We were just contemplating going home when Mark whizzed off with a job to Kendal, and so I hung about on the taxi rank for just a bit longer, because you never know, and after a few minutes a girl got in.
She was going up into Windermere, along one of the side roads, and since she wasn’t exactly sure where her guest house was, we went past it and had to turn round.
We were just turning round when the car that had been following us pulled in front of us, blocking the road, and stopped.
A chap got out. He was sturdy and muscular and had shaved his head.
I do not even pretend to hold any truck with the modern fashion for non-judgmentalism, I am entirely and ruthlessly judgemental, and it is a practice that has saved me from some very horrible difficulties during my night-time career.
This chap had Just Out Of Prison written all over him, and so I locked all the doors.
I wound the window down a bit, and he explained that he was looking for his girlfriend, who had wandered off, as girlfriends do, and become lost, so he wished to see if she was the customer in the back of my taxi.
Both the customer and I assured him that she was not, and being unable to help him further, pulled around him and drove away.
He leaped in his car and followed us back.
We had just reached the passenger’s destination when he pulled in front of us again, with a screeching of brakes, and dived out, coming stomping back towards us.
Hoping to calm him down, I would the window down again.
He was much crosser by this time, and insisted that we must know where his girlfriend was, which we didn’t. He did not believe this, and insisted that we must be telling naughty stories.
We couldn’t help him, and then he got cross. I mean furiously cross. He started shouting and demanded to use my telephone to call his girlfriend, a request which I politely – well, fairly politely – declined.
He started yelling and pounding on the window, poor battered window, I hope he didn’t get blood poisoning from last weekend’s idiot. I wound it up and pulled away. Obviously, under those circumstances, I had no intention of letting my passenger get out, and we drove off.
He followed us, headlights on full beam, nose of his car against my bumper. Then he suddenly put his foot on the accelerator and shot away up a side street, This street curves back on to the main road, and I realised that he was going to try and overtake me and come back to block me in, so I accelerated as well.
I am a very practised driver at high speeds, almost thirty years of taxi driving after the police have gone to bed has taught me this, and in our younger days we used to race. Hence I had no fear that he would overtake me, and by the time he could possibly have got anywhere near the main road again, we were gone. I called Mark, who rang the police, and we went up to the station to wait for them.
The police came and went to look for him, although since I had neglected to take his registration number, of course they weren’t going to find him, and they didn’t. They came with me to take my customer home, just in case.
When we talked about it afterwards, Mark told me that his customers had been two girls, who had run and jumped in his taxi and breathlessly told him to drive away, quickly. They had been in Tesco, and seen a chap who had been the ex-boyfriend of one of them, and whom she had left after what sounded like a lot of nasty abuse, a court case, and possibly a prison sentence.

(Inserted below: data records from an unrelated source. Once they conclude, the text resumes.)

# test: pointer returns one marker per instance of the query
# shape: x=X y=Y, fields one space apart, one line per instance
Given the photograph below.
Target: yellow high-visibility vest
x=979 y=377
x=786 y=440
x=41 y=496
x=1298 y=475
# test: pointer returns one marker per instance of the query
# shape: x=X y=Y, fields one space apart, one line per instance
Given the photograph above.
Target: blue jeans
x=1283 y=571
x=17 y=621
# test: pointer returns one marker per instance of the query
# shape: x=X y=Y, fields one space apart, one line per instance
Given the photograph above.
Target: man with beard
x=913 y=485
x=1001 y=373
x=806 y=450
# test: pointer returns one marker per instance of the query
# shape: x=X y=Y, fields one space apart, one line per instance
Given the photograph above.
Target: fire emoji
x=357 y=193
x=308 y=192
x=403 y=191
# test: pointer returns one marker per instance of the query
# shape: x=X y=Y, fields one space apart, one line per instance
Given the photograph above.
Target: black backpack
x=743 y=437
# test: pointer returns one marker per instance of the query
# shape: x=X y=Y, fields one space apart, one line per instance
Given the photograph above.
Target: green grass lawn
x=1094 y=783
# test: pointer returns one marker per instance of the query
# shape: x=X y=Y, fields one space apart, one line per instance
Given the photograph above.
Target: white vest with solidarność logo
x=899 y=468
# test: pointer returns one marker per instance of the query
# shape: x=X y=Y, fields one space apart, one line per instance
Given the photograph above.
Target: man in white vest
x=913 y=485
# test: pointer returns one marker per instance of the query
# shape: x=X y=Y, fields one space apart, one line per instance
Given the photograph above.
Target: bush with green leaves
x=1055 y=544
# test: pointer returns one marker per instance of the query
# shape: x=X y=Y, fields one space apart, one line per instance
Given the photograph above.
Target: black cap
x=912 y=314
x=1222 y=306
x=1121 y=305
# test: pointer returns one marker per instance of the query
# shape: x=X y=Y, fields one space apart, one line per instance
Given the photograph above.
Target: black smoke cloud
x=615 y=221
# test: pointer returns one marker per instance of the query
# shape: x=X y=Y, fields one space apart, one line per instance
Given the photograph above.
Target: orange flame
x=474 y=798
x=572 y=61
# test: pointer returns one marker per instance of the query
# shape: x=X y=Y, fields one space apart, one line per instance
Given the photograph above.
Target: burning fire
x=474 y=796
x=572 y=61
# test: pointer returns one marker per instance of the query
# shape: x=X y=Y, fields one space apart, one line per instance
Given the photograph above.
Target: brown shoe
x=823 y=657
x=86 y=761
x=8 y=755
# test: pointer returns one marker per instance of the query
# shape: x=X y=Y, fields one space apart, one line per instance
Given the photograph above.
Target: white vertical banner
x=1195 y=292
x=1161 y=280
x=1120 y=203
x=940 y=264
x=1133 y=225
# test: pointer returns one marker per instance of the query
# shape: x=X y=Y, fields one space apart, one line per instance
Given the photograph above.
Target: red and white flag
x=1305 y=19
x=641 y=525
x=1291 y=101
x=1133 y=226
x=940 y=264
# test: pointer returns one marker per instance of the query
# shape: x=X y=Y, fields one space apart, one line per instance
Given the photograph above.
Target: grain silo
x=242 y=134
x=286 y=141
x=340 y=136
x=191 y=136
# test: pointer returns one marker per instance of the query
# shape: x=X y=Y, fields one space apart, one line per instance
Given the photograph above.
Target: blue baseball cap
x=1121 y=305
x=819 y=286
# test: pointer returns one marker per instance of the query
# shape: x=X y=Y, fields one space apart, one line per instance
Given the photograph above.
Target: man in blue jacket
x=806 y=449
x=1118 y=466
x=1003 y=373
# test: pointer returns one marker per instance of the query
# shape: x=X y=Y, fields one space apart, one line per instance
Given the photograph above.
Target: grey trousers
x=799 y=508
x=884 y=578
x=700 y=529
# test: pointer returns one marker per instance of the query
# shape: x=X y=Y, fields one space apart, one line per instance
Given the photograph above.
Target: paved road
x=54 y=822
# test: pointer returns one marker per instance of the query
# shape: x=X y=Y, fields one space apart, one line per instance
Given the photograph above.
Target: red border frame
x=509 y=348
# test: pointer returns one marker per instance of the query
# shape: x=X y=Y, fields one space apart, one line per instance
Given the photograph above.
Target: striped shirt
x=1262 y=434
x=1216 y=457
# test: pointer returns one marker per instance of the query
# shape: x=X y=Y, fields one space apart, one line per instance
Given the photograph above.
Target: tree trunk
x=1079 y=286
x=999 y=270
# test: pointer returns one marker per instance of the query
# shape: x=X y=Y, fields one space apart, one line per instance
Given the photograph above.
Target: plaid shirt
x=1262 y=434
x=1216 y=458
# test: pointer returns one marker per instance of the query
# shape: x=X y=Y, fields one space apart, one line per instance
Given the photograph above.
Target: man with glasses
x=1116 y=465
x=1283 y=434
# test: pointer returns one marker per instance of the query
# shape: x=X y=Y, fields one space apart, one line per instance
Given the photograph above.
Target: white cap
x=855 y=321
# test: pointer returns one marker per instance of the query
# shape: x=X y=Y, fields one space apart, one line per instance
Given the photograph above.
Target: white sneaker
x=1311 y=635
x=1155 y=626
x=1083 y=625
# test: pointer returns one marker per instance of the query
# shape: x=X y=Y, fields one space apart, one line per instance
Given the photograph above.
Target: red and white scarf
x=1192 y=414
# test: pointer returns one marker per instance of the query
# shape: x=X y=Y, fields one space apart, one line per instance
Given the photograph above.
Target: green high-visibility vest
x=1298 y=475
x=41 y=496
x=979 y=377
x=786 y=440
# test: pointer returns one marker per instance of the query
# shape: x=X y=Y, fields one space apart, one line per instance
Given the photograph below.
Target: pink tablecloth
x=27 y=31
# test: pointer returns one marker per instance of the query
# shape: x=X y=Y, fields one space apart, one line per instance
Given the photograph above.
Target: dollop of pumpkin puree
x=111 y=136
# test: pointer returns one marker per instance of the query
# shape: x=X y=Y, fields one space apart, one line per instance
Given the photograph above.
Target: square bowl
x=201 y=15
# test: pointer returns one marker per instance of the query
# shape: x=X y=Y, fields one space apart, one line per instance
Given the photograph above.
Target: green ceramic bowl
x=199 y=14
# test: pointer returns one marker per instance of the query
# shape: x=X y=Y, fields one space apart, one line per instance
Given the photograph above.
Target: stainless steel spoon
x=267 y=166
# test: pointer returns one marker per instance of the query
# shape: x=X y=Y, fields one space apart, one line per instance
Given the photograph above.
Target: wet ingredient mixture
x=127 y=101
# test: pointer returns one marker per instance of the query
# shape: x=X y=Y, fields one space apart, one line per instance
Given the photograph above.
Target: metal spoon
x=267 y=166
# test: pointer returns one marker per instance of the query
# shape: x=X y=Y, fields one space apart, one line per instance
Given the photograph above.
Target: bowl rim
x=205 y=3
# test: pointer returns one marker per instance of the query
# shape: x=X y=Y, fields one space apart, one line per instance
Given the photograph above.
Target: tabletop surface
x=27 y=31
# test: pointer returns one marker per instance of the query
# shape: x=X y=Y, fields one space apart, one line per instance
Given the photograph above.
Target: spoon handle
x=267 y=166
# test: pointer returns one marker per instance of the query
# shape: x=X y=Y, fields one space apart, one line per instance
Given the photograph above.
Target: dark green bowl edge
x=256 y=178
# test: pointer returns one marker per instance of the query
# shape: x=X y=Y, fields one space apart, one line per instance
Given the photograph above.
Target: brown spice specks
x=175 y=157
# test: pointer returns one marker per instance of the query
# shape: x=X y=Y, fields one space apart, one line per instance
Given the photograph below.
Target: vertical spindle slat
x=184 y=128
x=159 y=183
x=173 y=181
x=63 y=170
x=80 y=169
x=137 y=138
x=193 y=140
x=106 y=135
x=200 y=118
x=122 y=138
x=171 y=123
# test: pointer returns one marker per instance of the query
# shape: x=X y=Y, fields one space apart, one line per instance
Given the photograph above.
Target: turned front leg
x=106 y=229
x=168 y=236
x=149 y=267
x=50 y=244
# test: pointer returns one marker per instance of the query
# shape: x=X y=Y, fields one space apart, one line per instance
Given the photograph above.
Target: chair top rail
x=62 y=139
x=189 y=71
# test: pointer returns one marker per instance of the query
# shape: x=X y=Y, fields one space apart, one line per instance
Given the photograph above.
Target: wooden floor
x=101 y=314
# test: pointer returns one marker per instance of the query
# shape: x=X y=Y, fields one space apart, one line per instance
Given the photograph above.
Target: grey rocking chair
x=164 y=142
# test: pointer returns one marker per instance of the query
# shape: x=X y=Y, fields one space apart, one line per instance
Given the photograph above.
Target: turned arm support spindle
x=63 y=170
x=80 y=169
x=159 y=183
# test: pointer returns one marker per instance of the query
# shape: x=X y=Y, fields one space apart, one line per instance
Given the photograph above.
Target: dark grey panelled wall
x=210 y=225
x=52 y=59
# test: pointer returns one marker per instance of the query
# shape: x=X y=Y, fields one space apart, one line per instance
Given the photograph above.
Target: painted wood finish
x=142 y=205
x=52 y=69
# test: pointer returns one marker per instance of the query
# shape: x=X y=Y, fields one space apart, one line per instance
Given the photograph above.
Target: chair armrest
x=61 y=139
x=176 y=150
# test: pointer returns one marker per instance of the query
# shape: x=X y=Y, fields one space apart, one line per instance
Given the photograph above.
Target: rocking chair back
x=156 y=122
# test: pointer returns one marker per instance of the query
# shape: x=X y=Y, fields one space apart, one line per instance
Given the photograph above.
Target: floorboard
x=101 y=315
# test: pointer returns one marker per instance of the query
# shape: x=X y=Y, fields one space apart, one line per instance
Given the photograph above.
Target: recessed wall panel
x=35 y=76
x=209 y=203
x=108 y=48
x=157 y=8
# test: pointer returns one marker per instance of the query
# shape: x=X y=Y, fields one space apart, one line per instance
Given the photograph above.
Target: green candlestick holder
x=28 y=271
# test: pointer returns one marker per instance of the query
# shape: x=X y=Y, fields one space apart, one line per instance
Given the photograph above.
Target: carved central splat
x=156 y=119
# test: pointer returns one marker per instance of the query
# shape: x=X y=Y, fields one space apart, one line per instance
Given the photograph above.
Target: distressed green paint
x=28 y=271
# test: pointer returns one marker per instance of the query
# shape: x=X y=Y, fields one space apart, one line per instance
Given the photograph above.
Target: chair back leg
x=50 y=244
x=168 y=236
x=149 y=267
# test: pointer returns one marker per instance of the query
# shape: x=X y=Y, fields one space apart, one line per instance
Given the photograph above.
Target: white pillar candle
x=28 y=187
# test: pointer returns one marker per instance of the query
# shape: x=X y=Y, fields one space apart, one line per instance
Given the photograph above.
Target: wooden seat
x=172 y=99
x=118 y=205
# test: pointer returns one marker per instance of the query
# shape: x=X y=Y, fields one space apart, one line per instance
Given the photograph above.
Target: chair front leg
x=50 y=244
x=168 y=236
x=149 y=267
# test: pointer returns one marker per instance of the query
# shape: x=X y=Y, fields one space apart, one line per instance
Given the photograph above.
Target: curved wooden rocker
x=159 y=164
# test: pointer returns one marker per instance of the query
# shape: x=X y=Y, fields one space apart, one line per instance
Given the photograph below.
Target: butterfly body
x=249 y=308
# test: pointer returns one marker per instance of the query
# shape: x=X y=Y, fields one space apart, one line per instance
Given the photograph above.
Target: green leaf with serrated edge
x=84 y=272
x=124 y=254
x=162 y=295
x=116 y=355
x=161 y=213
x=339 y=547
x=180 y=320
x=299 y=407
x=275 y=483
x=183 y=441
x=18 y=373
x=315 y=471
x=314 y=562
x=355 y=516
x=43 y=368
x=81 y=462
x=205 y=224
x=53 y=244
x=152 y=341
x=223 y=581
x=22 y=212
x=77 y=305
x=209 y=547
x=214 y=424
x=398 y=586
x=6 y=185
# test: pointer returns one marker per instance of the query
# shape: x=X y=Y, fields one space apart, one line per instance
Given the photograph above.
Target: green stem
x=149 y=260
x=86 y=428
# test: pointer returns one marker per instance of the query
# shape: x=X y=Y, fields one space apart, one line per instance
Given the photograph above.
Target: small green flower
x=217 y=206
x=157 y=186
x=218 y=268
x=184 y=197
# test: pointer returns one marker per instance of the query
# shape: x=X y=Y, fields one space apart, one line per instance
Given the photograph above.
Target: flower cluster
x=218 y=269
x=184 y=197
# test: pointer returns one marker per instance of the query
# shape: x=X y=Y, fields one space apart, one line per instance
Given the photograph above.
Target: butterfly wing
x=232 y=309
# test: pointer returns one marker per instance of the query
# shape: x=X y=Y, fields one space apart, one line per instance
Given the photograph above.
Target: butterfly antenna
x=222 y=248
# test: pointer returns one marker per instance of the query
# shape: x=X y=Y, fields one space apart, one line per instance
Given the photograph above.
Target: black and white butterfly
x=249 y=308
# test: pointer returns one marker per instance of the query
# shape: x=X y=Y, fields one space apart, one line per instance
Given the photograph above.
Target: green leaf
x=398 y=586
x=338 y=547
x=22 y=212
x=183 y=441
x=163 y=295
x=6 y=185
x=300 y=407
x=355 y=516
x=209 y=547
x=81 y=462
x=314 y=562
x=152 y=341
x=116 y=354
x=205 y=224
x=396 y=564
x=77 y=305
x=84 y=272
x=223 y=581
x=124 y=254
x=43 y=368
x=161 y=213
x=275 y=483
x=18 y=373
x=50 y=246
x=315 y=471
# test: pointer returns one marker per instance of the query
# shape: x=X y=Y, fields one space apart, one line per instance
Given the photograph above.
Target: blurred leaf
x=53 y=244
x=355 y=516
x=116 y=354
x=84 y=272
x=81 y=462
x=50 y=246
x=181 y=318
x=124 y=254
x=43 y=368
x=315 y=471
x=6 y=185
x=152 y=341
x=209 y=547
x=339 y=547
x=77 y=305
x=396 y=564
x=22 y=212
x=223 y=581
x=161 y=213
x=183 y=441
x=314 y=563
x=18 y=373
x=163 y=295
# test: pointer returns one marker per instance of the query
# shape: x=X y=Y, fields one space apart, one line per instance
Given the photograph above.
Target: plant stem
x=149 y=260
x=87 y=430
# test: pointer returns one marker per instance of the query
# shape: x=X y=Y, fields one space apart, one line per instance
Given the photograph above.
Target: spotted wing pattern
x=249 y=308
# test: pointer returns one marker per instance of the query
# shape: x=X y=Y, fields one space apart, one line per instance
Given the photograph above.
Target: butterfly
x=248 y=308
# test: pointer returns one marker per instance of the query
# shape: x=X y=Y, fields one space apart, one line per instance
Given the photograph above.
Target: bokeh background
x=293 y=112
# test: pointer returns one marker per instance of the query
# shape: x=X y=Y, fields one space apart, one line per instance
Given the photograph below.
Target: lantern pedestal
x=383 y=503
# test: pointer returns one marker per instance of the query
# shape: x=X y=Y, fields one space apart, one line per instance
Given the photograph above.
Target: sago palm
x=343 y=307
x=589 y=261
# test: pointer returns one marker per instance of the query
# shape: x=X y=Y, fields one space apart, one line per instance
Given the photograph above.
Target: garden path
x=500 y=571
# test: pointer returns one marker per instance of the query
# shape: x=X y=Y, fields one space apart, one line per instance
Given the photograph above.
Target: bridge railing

The other girl, who was rather intoxicated, had confronted him in Tesco, announcing loudly and drunkenly to the world that he was a violent sex offender and should not be allowed to be among civilised people.
Unsurprisingly, he had taken umbrage at this. I do not know what umbrage is or where one might take it from, but I like the phrase, so we will use it.
He had dashed out of Tesco and they thought he was going to wait for them and attack them, so they rushed off and got in a taxi. Given his history of ungentle horridness they thought they were in some considerable danger, an opinion with which, having met the chap, I wholeheartedly agreed. My own experience had made me entirely convinced that really he should not have been let out of prison, hurrah for Chris Grayling and his utter destruction of the Probation Service.
I think he wanted to use my phone because his ex had blocked his number.
It made for an interesting night, but we overslept this morning, and I had to rush to get over the fell with the dogs before my lunchtime university class started.
Did I tell you I am doing a Master’s’s’ degree at Cambridge? Well, I am.
1 Comment
How you found time to write all of that, after the night you have had, is beyond me. Well done!